A en croire Marcel Kyungu Sala, le retour d’Etienne Tshisekedi a coûté 2 millions de dollars, en ce y compris le meeting de vérité à la veille de son retour. Ce meeting, à en croire le financier, devrait jeter des bases de son retour en commençant par la pression interne de la cessation de poursuites judiciaires contre Moïse Katumbi. Outre Etienne Tshisekedi wa Mulumba qui se prélasse à empocher cet argent, son fils TshilomboTshisekedi, moins  favorable à la politique de Moïse Katumbi, se contente de quelque chose, question de faire le jeu et se taire à la dénonciation, sous la couverture de leader Etienne Tshisekedi.

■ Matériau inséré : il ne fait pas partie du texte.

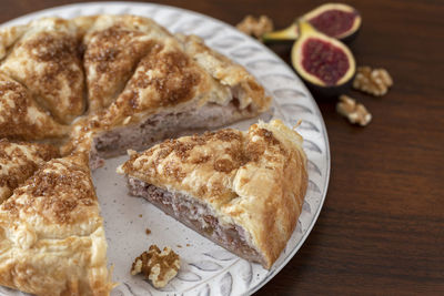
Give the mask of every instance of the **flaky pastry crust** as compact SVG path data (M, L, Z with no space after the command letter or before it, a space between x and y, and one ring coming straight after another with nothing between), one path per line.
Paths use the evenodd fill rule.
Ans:
M118 173L186 193L242 226L265 268L293 233L307 186L302 137L278 120L169 140L132 153Z
M54 159L0 206L0 285L109 295L107 241L87 161Z
M22 84L0 72L0 137L43 140L69 131L46 113Z
M23 83L61 123L84 111L80 35L72 21L44 18L30 22L0 71Z
M41 165L58 157L59 150L48 144L14 143L0 140L0 204Z

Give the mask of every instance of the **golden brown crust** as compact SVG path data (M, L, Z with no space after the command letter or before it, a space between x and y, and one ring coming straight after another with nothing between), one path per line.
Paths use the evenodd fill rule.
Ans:
M266 268L294 231L307 185L302 137L280 121L169 140L118 172L205 202L250 234Z
M170 34L153 21L135 16L100 16L83 39L90 111L111 104L123 90L153 38Z
M61 123L71 122L85 106L79 41L72 22L40 19L28 25L0 67Z
M240 109L252 108L259 112L269 109L271 98L265 95L261 84L242 65L210 49L196 35L176 34L184 51L221 84L230 86Z
M12 143L0 140L0 204L59 150L47 144Z
M23 85L0 72L0 137L41 140L68 132L69 127L48 115Z
M108 295L107 242L82 159L44 164L0 206L0 285L37 295Z
M113 286L84 156L94 135L210 103L235 102L239 118L270 105L242 67L142 17L44 18L1 29L0 63L0 137L33 141L71 132L65 152L75 152L44 164L0 206L0 285L37 295L108 295ZM84 113L84 93L91 112L63 125ZM222 133L209 136L225 141ZM179 150L186 155L188 147ZM235 149L232 155L238 157ZM41 155L42 162L47 156ZM221 174L235 165L212 163ZM167 169L182 177L173 164ZM20 170L23 176L12 182L17 185L36 167L27 163ZM224 186L214 190L223 195Z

De jeunes turcs de l’Unadef et Unafec à la conquête du Katanga

Au vu des 19 de chaque mois de l’année 2016 qui ne produisent aucun effet politique susceptible de renverser le pouvoir par la force, certaines têtes du Rassemblement se lassent du sens même du combat dans lequel ils se sont engagés. Marcel Kyungu Sala dénonce le fait que Moïse Katumbi téléguide à partir de l’extérieur certains leaders de l’ex-Katanga, en l’occurrence son père Gabriel Kyungu wa Kumwanza et Charles Mwando Nsimba. Ces patriarches, dénonce Marcel Kyungu, ne méritent pas cette énième humiliation de la part de Moïse Katumbi, parce qu’ils ont droit à une retraite honorable en politique, plutôt que de subir le diktat d’un capricieux démesuré, assoiffé du pouvoir pour le pouvoir. Compte tenu de cette déconsidération de ceux qui, normalement devraient faire la relève de la politique par le renouvellement de la classe politique, Marcel Kyungu Sala et son épouse Kona Kata Cathy ont choisi la voie de la raison, c’est-à-dire se ranger derrière le Chef de l’Etat Joseph Kabila Kabange dont le bilan en dit beaucoup.